Before we look at SQL syntax in detail, let's first get ourselves set up to run SQL queries in Jupyter.
1. Load the sql
Module.
Load %%sql
cell magic.
%load_ext sql
The sql extension is already loaded. To reload it, use: %reload_ext sql
2. Connect to a database.
Here, we connect to the SQLite database basic_examples.db
.
%%sql
sqlite:///data/basic_examples.db
3. Run a simple SQL query.
Note the %%sql
lets Jupyter parse the rest of the lines as a SQL command.
%%sql
SELECT * FROM Dragon;
* sqlite:///data/basic_examples.db Done.
name | year | cute |
---|---|---|
hiccup | 2010 | 10 |
drogon | 2011 | -100 |
dragon 2 | 2019 | 0 |
puff | 2010 | 100 |
smaug | 2011 | None |
Simple query, this time on two different lines.
%%sql
SELECT *
FROM Dragon;
* sqlite:///data/basic_examples.db Done.
name | year | cute |
---|---|---|
hiccup | 2010 | 10 |
drogon | 2011 | -100 |
dragon 2 | 2019 | 0 |
puff | 2010 | 100 |
smaug | 2011 | None |
pd.read_sql
¶It turns out that pandas
has a special-purpose function to parse SQL queries.

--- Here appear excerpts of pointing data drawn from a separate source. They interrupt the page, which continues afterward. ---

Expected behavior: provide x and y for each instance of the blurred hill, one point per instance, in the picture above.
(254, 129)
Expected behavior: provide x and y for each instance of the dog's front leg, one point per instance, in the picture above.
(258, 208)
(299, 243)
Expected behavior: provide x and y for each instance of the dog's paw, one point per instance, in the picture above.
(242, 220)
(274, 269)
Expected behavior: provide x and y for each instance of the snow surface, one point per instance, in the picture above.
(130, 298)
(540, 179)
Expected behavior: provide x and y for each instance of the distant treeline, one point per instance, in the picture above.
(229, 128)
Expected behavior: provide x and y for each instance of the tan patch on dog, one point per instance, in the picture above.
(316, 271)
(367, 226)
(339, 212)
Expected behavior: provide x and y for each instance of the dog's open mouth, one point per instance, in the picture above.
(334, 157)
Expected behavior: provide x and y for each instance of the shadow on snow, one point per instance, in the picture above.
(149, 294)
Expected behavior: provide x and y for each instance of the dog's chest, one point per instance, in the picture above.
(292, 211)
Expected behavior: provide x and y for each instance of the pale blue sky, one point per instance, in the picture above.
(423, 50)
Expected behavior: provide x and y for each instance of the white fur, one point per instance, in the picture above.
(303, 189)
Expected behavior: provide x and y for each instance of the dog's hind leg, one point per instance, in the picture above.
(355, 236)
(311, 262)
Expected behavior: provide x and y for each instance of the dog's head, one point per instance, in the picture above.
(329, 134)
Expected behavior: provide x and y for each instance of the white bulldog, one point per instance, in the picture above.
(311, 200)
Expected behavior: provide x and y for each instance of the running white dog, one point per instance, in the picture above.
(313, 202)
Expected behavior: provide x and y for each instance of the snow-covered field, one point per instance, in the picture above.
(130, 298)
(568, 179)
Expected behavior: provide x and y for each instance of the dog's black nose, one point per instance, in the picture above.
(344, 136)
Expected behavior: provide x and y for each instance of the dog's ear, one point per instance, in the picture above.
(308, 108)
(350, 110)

We can pass in a SQL query as a string to return a pandas
DataFrame. To achieve the same result as we did using cell magic above, we can do the following.
1. Connect to a database
import sqlalchemy
import pandas as pd
engine = sqlalchemy.create_engine("sqlite:///data/basic_examples.db")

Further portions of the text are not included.